AI crawler ratios are in a different dimension entirely. GPTBot's ratio as of Q1 2026 was 1,276:1. Perplexity's bot — which directly powers live search responses — sat at 111:1. ClaudeBot's ratio was 11,122:1 in Q1 2026, improved from an earlier peak but still an order of magnitude worse than GPTBot.
The difference between Perplexity's 111:1 and ClaudeBot's 11,122:1 explains the architectural gap. Perplexity's crawler is tightly coupled to live query answering: it fetches a page because a user query triggered a retrieval request, and those results feed directly into a cited response. The result is a relatively tight crawl-to-referral loop. Other AI assistant crawlers are largely still operating in index-building mode: they read pages to populate a knowledge base from which the assistant may later synthesize answers, with no guarantee of citation and no direct referral path per crawled page.
Blocking Patterns
OAI-SearchBot is blocked by 12% of top websites as of June 2026. GPTBot is blocked by 25% of the top 1,000 sites and 5.52% across all analyzed domains. The gap between these rates reflects timing more than intent: OAI-SearchBot is a newer user-agent string that postdates many block lists written during the 2024 training crawler wave. Sites that blocked GPTBot then have not necessarily added OAI-SearchBot to their disallow lists.
This creates a structural problem for site owners who set broad bot blocks without distinguishing between the training fleet and the retrieval fleet. Blocking the retrieval bot — the one that generates citations and sends referrals — removes crawl traffic with the best crawl-to-refer outlook without affecting the training crawler that was never going to send referrals regardless.
What This Means for Site Owners
Evaluate your bot blocking policy by user-agent string rather than by vendor. The retrieval-mode bots (Perplexity, OAI-SearchBot) and the training-mode bots (GPTBot in its current predominant use) operate on fundamentally different referral timelines. OAI-SearchBot's industry-specific growth in healthcare and media is worth tracking: if your site operates in those verticals, the crawler fleet with the best prospect of sending future referrals is already running at substantially elevated volumes compared to 2024.

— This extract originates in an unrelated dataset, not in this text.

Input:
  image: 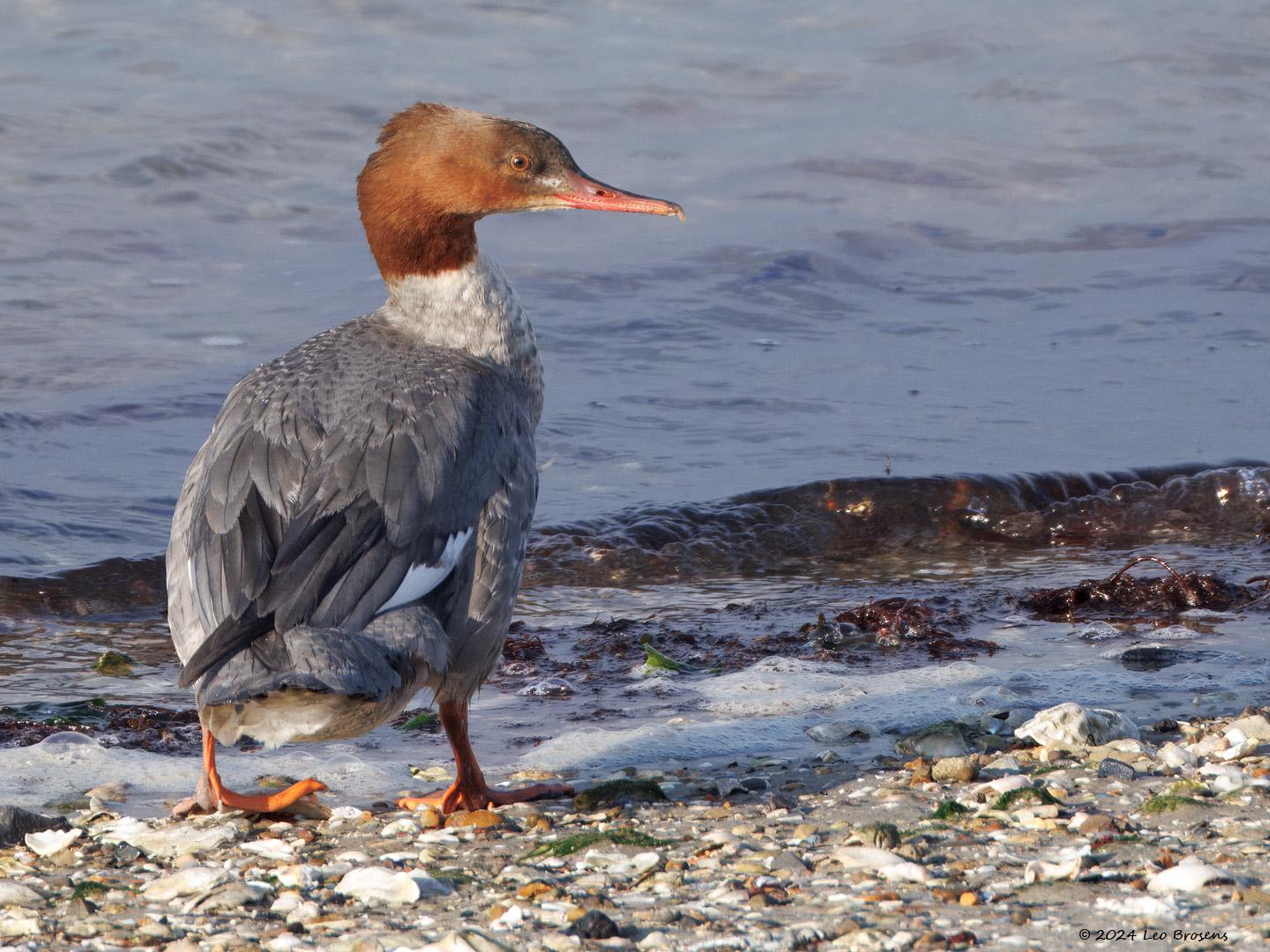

Check your server-side rendering coverage for known bot user-agents. The crawl-to-refer ratio is a ceiling — it measures outcomes that actually happened — but a crawler that hits a JavaScript-rendered page and receives a blank body never had a chance to index anything useful. The prerequisite for any AI-generated citation is a successful crawl with meaningful content. Static HTML delivery or server-side rendering for identified bot user-agents removes this failure mode before it affects the ratio.
Track crawl volume trends by user-agent alongside your referral attribution data month over month. Crawl growth without referral growth is a training-mode signal. Referral growth without proportional crawl growth — as you would expect from Perplexity's tighter retrieval loop — is a sign the crawler is in active search-serving mode and worth prioritizing for content accessibility. The ratio, not the raw crawl count, is the signal that maps to actual business outcomes.